Copyright makes sense doesn’t it? If you put your heart and your hard graft into making music, or writing a novel, or contribute to the production of a major film, shouldn’t you get to choose what happens to your work? Woudn’t it be an affront to justice to have someone do whatever they like to it? Author Phillip Pullman describes it as “theft, as surely as reaching into someone’s pocket and taking their wallet”. The argument is simple and clear.
As with many things however, it isn’t as open and shut as it first appears. The presentation of unauthorised sharing as equivalent to physical theft is inaccurate, as the analogy does not make the leap from analogue to digital. This is a problem of old metaphors, something that often crops up when thinking about technology (link to evgeny morozov, the net delusion). When downloading a file from a server, or in parts from many other people using bittorrent, the process is non-destructive and you end up with two copies. In the wallet scenario, Philip no longer has his bank cards and pictures of his grandchildren. Thus digital piracy is not a zero sum game since it’s possible to produce an infinite number of copies of any particular work.
The concept of a file as being the same as a loaf of bread is bizarre. It supports big record labels who have been pumping huge sums of money into ridiculous adverts for the past 10 years, while watching their empire crumble around them. We really have to rethink what a creative work is. The only justification for protection of copyright is the sustenance and reward of the author. There is an appropriate amount of money that should be directed towards the creator to enable them to live a decent life and produce new works.

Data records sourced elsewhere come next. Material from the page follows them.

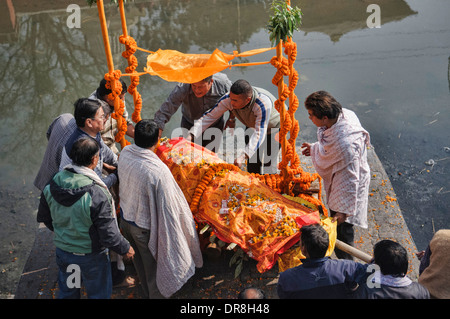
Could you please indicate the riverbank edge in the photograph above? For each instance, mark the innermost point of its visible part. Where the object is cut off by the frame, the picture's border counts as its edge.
(216, 279)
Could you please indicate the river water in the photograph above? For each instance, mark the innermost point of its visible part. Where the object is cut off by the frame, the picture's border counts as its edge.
(395, 77)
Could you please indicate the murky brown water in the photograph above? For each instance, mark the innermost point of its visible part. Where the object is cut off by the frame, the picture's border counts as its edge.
(396, 78)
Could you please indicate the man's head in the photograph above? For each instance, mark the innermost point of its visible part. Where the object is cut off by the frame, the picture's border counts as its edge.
(322, 104)
(252, 293)
(89, 115)
(391, 257)
(103, 93)
(240, 94)
(146, 133)
(314, 241)
(85, 152)
(202, 87)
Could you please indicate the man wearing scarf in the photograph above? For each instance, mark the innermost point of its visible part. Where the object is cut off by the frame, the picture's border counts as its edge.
(156, 217)
(340, 158)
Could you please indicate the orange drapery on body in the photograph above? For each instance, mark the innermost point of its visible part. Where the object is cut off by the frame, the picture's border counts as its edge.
(175, 66)
(237, 205)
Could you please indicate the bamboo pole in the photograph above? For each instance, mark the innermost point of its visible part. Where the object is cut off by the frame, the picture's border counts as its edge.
(104, 27)
(280, 92)
(109, 60)
(122, 18)
(353, 251)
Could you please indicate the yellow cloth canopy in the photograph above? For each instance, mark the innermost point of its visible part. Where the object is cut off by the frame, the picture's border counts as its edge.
(174, 66)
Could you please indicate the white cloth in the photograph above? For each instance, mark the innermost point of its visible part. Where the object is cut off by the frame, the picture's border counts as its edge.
(340, 158)
(151, 198)
(379, 279)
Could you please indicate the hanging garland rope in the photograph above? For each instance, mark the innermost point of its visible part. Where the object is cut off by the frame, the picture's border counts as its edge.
(113, 83)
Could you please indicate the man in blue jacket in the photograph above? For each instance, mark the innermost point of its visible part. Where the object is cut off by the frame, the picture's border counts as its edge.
(77, 206)
(319, 277)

There’s a moral indignation present in a lot of these arguments, not based on economic argument, but promoted by the thought of someone getting something for nothing, without having earned it. The reward for creating value and sustenance of that person should be our goal, rather than making an arbitrary determination about who deserves to have what.
Creative works join a pool of culture and improve it. A single artwork like a piece of music can’t exist in isolation. What would dubstep be without dub and hip hop? What would dub be without reggae? Copyright holds a choke chain on the ability of an artist to create since they cannot sample old works. While some art forms like rap beats make very explicit use of sampling, everything creative does to some degree. You couldn’t besmirch if Shakespeare hadn’t invented the word.

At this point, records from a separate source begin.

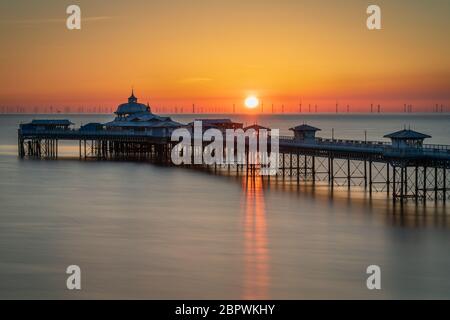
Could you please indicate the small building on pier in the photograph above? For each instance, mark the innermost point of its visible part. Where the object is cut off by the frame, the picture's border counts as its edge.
(47, 125)
(407, 139)
(220, 124)
(137, 117)
(93, 126)
(305, 133)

So what we need are an appropriate set of rights that reflect the interweaved network of creativity we call our culture. Property is a bundle of rights. It’s never total. So we don’t have to either make everything free or castrate file sharers. We can assign some intellectual property rights to creators but recognise what they’ve borrowed from culture and unlock some of the capital to allow future creators to do the same.

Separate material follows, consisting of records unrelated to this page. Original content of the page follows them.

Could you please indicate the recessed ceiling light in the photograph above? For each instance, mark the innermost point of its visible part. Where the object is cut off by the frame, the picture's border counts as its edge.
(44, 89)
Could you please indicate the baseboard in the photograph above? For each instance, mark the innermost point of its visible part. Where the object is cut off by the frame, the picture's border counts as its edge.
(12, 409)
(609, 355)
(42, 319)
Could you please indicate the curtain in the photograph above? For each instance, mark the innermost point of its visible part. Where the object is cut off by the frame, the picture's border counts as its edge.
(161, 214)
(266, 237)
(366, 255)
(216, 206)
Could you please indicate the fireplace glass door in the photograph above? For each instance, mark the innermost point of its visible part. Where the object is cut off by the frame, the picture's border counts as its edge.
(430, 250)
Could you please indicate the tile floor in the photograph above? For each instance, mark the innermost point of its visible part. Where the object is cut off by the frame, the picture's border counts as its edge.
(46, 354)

To this end copyright should have a much more restrictive time limit of 10 years with liberal exceptions for creative works that remix existing material. Of course the current logic of copyright is unsustainable. We are denying ourselves the opportunity for a greater culture that builds on itself over and over because of the desire to put a value and restriction on something that cannot be depleted. We are forced to do this because the material resources we depend upon to survive are arbitrarily divided, compelling artists to create things that make money, rather than using our collective resources to create things that enhance our spirits.